Lei richiuse la bocca quasi di scatto,
indietreggiando le spalle, come dopo un’offesa inaspettata od una
stoccata di fioretto.
Sembravano trattenere il fiato
entrambi, mentre i rumori dall’esterno diventavano più concitati.
Si udì una voce amplificata provenire da fuori, ma presi dal
momento, occhi negli occhi, entrambi la ignorarono.
“Sì…Deve avere una fine…” disse
Lei, la sua voce quasi il sibilo di un proiettile in viaggio verso il
suo bersaglio.
Mosse dal muro di fianco alla porta
d’ingresso, dove era arrivata spintonata moralmente dai fendenti
vocali di Lui. Si avvicinò a grandi passi verso la sedia su cui l’interlocutore era piazzato ormai da ore.
Lui chiuse gli occhi. E rimase in
attesa.
E fu un attimo.
Quando Lei fu a metà strada, dopo due
passi circa, i corpi d’assalto fecero irruzione.
Prima dalla porta, costringendola a
voltarsi per la sorpresa.
E subito dopo dalla finestra, sulla sua
sinistra.
In una frazione di secondo Lei si
ritrovò con un fucile a pompa puntato sul naso.
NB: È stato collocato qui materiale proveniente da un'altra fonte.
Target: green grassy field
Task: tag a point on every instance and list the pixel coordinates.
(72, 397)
Il braccio destro paralizzato,
parallelo al corpo, tenuto giù dal peso nella mano.
Ma, per quanto veloce, il poliziotto
non era riuscito a mettersi in mezzo nella traiettoria fra Lei e Lui.
Lei distolse lo sguardo dal buco nero
della canna e guardò Lui, ancora bloccato dalle corde, ancorato alla
spalliera ed ai piedi della sedia.
Lo guardò dritto negli occhi.
“Mi dispiace…Ma era inevitabile…”
disse Lui.
“E questo ti sembra un finale
accettabile?” chiese Lei.
Lei sollevò la Glock calibro 9 verso
di Lui.
E furono lampi e detonazioni.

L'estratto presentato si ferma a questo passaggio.